Posted: Sat Mar 13, 2004 2:45 am
by john e aragon
wild countrys new zeros advertise that have a direct loading axle. this is part of the reason why they can be smaller than other cams on the market (so says the manufacture). what the hell is a direct loading axle? i don't see much difference from any other brand. except that they are much smaller!

Posted: Sat Mar 13, 2004 3:06 am
by Eagleman
Its probably just a technical term to make them sound like they're different from other cams....im bet theres only a tiny difference.

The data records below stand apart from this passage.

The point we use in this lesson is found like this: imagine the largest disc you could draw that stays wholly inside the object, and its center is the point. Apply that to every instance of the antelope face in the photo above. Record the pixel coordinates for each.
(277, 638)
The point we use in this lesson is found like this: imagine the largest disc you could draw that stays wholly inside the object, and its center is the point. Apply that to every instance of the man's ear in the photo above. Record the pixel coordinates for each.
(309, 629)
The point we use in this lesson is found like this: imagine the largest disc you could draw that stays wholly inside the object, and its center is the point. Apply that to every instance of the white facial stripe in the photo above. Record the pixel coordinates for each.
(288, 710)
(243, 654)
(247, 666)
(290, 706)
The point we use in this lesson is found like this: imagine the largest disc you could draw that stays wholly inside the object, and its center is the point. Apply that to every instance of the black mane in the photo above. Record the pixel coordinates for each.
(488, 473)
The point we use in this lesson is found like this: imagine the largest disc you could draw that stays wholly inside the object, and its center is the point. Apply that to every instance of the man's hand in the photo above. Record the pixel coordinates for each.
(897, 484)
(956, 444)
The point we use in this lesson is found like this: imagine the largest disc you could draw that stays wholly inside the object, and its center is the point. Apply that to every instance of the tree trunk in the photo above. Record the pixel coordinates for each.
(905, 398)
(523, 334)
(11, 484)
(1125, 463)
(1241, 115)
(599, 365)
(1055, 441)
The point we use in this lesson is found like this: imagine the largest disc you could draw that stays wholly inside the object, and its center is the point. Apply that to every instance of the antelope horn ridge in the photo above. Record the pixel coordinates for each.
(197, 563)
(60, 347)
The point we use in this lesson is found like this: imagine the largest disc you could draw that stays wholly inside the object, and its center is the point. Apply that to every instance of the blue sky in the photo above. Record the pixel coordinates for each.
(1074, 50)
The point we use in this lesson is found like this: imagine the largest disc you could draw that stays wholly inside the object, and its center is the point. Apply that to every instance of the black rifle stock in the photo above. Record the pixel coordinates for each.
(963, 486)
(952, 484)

I just looked at the site and it says its the "patented direct loading axle" which probably means they just made the axle attach to the stem in a different way that reduced the size of the axle. Just the way the company named their design.

Posted: Mon Mar 15, 2004 3:18 am
by Legion
I think the stem and axle are milled out of one piece of metal.
It certainly seems like a more elegant way of producing a cam.

Posted: Mon Mar 15, 2004 4:57 am
by Eagleman
If you go through and read about them on the site, you eventually come across a pic of the axle design, but it also talks about how to make it smaller, and lighter the cams lose strength...theres a page near the end that talks about how they are more intended for aid climbing and how they can get damaged in lead falls.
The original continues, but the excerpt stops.